Articolo di Aneta Carreri (di Redattore Sociale)

I copy-writer avranno fatto una gita nelle fabbriche cinesi, indiane o thainlandesi per ideare gli slogan vincenti per due tra i più grandi marchi mondiali del settore sportivo:

“Just do it” per nike, e “Impossible is nothing”.

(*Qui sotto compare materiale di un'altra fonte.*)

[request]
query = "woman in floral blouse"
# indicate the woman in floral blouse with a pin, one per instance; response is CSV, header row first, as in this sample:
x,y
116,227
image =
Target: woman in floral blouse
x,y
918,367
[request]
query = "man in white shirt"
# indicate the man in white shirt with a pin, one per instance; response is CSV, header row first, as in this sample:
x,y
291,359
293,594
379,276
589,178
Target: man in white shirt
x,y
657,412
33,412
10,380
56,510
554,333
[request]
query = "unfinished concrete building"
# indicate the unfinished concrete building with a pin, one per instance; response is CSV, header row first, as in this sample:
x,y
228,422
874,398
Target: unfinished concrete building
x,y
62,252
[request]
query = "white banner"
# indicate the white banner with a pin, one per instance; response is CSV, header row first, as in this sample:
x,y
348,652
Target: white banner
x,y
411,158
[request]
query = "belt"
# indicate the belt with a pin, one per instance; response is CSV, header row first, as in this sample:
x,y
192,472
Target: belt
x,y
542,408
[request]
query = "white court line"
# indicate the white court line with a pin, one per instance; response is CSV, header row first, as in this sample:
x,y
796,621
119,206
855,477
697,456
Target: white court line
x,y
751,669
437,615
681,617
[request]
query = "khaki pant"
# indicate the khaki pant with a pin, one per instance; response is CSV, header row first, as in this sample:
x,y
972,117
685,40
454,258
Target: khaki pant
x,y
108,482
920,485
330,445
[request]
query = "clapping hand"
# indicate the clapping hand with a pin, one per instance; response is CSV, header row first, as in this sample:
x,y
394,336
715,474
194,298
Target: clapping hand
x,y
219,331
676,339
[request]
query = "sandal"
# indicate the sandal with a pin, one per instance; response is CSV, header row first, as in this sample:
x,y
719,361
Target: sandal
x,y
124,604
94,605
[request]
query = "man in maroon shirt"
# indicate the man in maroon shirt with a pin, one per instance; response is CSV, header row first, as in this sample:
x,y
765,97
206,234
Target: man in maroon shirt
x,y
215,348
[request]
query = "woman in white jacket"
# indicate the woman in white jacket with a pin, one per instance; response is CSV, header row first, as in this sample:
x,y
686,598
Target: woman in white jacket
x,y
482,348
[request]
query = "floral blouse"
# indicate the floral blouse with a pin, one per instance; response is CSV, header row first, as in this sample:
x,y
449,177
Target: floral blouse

Per evitare spiacevoli imbarazzi hanno sostituito agli operai, che lavorano per meno di 2 dollari al giorno, per cucire palloni da calcio, incollare a ritmo sfrenato suole di scarpe da ginnastica, ricamare t-shirt in condizioni disumane, atleti madidi di sudore, esausti sì ma felici. Niente di più azzeccato per esprimere lo spirito che anima le due multinazionali nonostante abbiano adottato un codice di condotta più di 15 anni fa per la tutela dei lavoratori asiatici. Un rapporto della Fair Play Campaign 2008 “Vincere gli ostacoli” promosso dalla Confederazione internazionale sindacale dei lavoratori del tessile, cuoio e abbigliamento, denuncia condizioni di lavoro disumane nelle fabbriche che producono su licenza gadget, cancelleria, borse e berretti con il marchio olimpico di Pechino 2008, e che forniscono i prodotti ai brand leader nel settore sportivo come Nike, Adidas, Puma, Reebok ,Umbro, Fila, Wilson ecc.